I’m writing a talk for the Machine Learning Lunch at UMass/Amherst. It has got me thinking about the issue of sparsity in the precision error. Here are the technical details. The precision error when using $n$ models leads to a $n^2$ covariance matrix. Because the matrix is symmetric, it really has $n(n+1)/2$ independent components. You can think of the covariance matrix as a data structure that lives in a $n(n+1)/2$. It does not inhabit the full space because cross-correlations must be less than the variance of the cross-correlated variables.
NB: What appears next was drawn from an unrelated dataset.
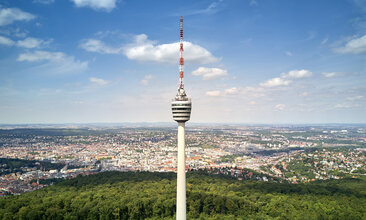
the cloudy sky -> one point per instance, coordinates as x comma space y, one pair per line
253, 61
The autonomous difference equations that were first publishd in the Swiss paper lead to $n(n+1)/2 – n$ independent equations. So the linear algebra system for the precision error covariance matrix is always under-determined by $n$ equations. The $\ell_1$ minimization technique advocated by Donoho would be able to solve this system if enough of the entries in the matrix were zero. This is what I mean by: is the precision error covariance matrix sparse enough?
You can calculate that the percentage of equations you have as the following fraction less than one
$$\frac{n(n+1)/2-n}{n(n+1)/2}.$$
This number is equal to
$$ 1 – \frac{2}{n+1}$$
so it approaches a well-determined system (the value one) with a term that dies as order $1/n$. Doesn’t this mean that if you have enough models ($n$ large enough) you would be able to become sparse enough to reconstruct the covariance matrix?
This means that sparsity of the error of the signal behaves empirically different than the sparsity of the signal. This has profound implications for the wide-applicability of the theory Howard Schultz and I have developed.